Ruth Wynn Owen at service Ruth Wynn Owen with dog In the late 1960’s Ruth had suffered from a recurrent 'sore throat'. It was a long time before throat cancer was diagnosed. The year before the making of the TV film about witchcraft she had radiation treatment and in 1972 she had a laryngectomy. Her previous training helped her develop an oesophageal voice. The actor Jack Hawkins, who had also had a laryngectomy, visited her soon after her operation. He inspired and encouraged her and she did the same for others, subsequently talking to pre- and post-operative patients. In 1976 she read the lesson at the service for the Speech Handicapped, when this photo (right) was taken.
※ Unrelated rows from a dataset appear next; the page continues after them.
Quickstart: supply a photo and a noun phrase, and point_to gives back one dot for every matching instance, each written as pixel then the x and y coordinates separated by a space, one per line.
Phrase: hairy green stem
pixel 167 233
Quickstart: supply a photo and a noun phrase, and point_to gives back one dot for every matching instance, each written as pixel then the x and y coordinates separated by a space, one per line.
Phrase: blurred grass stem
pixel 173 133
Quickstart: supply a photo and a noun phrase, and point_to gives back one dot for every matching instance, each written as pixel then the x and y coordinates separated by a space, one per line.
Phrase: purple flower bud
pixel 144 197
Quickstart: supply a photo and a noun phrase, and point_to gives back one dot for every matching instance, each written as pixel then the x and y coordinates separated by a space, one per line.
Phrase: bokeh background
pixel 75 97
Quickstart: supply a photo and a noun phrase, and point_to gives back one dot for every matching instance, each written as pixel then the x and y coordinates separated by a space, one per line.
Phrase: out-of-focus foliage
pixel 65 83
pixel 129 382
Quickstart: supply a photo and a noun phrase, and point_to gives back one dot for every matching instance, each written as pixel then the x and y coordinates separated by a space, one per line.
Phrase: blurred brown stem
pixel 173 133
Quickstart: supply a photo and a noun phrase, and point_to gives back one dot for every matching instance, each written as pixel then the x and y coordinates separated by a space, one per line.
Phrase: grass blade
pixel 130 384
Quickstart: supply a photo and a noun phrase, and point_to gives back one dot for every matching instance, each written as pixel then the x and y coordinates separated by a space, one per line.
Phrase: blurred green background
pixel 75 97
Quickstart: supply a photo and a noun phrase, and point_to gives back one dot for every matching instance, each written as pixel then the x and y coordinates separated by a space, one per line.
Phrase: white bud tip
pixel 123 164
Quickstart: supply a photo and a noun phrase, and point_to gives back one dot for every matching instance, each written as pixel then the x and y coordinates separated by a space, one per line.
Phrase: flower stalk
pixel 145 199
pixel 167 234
She was a founder member of the Jack Hawkins and Popinjay Clubs and a member of the Steering Committee that in the mid 1970’s established the structure of the National Association of Laryngectomee Clubs.

Ruth was treated at the Royal Marsden Hospital, to which she had to return on many occasions and at St Georges, Tooting. Though barely able to speak she appeared on actor Brian Blessed’s ‘This is Your Life’; he was one of the youngsters in Yorkshire she had trained and encouraged to become an actor. Visiting her in hospital a few days before her death, he gave her a stone he had brought back from Mount Everest and put a scarf that had been blessed by the Dalai Lama around her neck.

Ian died in December 1990 and Ruth died in the Royal Marsden Hospital on 6 May 1992 not directly from the cancer but principally from severe narrowing of the arteries which had put a strain on her heart over a long period of time. Another of ‘her boys’, the actor Patrick Stewart (Captain Picard in ‘Star Trek’, etc.) flew in from Los Angeles too late to visit her but he spoke eloquently at her Quaker funeral. In the crematorium chapel he and his daughter read the lament "Fear no more the heat o’ the sun" from Shakespeare’s 'Cymbeline'.

She is survived by her daughters, by the descendants of one of her twins and by her long-term partner who provided great support to Ruth throughout her protracted final illness. He has provided me with considerable information and material for this account for which I am most grateful.